Edit: I should add that I did copy the images folder in the API Dockerfile, they are served when I query them through the API.
You haven't shared with us the contents of your nginx Dockerfile, but it looks like you're never placing any content into the /public/images
directory in the nginx container.
Rather than building the images into the container image, we can bind mount a local images
directory into the container at runtime. This lets us use the stock nginx image, rather than needing to build our own.
Here's a slightly modified version of your Dockerfile that seems to work just fine:
services:
angles-api:
build:
context: api
healthcheck:
test: ["CMD", "curl", "-sSf", "http://localhost:3000"]
interval: "5s"
retries: 3
nginx-proxy:
image: docker.io/nginx:mainline
ports:
- "8080:80"
volumes:
- ./nginx.conf:/etc/nginx/conf.d/default.conf
- ./images:/public/images
depends_on:
angles-api:
condition: service_healthy
Where:
api/Dockerfile
contains:
FROM docker.io/alpine:latest
USER root
RUN apk add curl
RUN curl -sSfL -o /tmp/whoami.tar.gz https://github.com/traefik/whoami/releases/download/v1.10.1/whoami_v1.10.1_linux_amd64.tar.gz
RUN tar -C /usr/local/bin -xf /tmp/whoami.tar.gz whoami
ENV WHOAMI_PORT_NUMBER=3000
CMD ["/usr/local/bin/whoami"]
./nginx.conf
contains:
server {
listen 80;
server_name localhost;
location / {
proxy_pass http://angles-api:3000;
proxy_set_header Host $host;
proxy_set_header X-Real-IP $remote_addr;
proxy_set_header X-Forwarded-For $proxy_add_x_forwarded_for;
proxy_set_header X-Forwarded-Proto $scheme;
}
location /images/ {
alias /public/images/;
autoindex on;
}
}
And ./images
contains:
total 160
-rw-r--r-- 1 lars lars 161352 Jan 6 21:15 uncle-deadly.png
With the above configuration, a request to localhost:8080/images/
goes to the /public/images
directory in the nginx container:
$ curl localhost:8080/images/
<html>
<head><title>Index of /images/</title></head>
<body>
<h1>Index of /images/</h1><hr><pre><a href="../">../</a>
<a href="uncle-deadly.png">uncle-deadly.png</a> 07-Jan-2024 02:15 161352
</pre><hr></body>
</html>
A request for any path not under /images
goes to the API container:
$ curl localhost:8080/
Hostname: 8c7638b8d4c2
IP: 127.0.0.1
IP: 192.168.144.2
RemoteAddr: 192.168.144.3:39468
GET / HTTP/1.1
Host: localhost
User-Agent: curl/8.0.1
Accept: */*
Connection: close
X-Forwarded-For: 192.168.144.1
X-Forwarded-Proto: http
X-Real-Ip: 192.168.144.1
And:
$ curl localhost:8080/foo/bar
Hostname: 8c7638b8d4c2
IP: 127.0.0.1
IP: 192.168.144.2
RemoteAddr: 192.168.144.3:40144
GET /foo/bar HTTP/1.1
Host: localhost
User-Agent: curl/8.0.1
Accept: */*
Connection: close
X-Forwarded-For: 192.168.144.1
X-Forwarded-Proto: http
X-Real-Ip: 192.168.144.1
Note that in the above compose.yaml
, we're using the long form of the depends_on
option so that the nginx container doesn't start up until the api container is healthy.

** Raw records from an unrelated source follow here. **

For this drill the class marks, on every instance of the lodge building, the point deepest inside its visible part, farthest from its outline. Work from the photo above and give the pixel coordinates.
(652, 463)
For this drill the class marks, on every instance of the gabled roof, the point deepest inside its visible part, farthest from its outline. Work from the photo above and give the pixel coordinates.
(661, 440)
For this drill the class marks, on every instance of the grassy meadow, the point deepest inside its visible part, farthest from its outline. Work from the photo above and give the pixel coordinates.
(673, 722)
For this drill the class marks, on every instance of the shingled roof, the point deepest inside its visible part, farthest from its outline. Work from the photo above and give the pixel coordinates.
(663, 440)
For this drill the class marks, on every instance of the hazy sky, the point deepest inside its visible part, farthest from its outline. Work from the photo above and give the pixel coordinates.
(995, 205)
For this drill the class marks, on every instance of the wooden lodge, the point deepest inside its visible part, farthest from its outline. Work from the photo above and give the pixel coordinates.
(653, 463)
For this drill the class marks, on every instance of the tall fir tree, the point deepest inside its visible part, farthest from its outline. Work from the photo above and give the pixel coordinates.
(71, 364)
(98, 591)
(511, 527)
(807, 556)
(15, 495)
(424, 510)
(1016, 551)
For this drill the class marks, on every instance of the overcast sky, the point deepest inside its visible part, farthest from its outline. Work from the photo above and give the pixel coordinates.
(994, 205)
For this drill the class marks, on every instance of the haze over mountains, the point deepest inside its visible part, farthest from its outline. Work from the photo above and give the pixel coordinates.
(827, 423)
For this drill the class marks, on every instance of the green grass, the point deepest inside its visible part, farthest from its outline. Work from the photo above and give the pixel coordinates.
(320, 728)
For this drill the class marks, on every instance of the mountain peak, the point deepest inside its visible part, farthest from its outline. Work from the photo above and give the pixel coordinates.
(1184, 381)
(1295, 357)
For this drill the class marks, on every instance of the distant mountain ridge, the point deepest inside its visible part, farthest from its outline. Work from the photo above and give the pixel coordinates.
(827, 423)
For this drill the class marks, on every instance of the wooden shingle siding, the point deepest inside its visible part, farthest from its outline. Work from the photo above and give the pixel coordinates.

The older short form of the depends_on
option is effectively useless, since it doesn't know anything about the state of the application running inside the container (so it doesn't prevent a dependent container from trying to make requests before the target container is ready).
All of the files referenced in this answer can be found online here.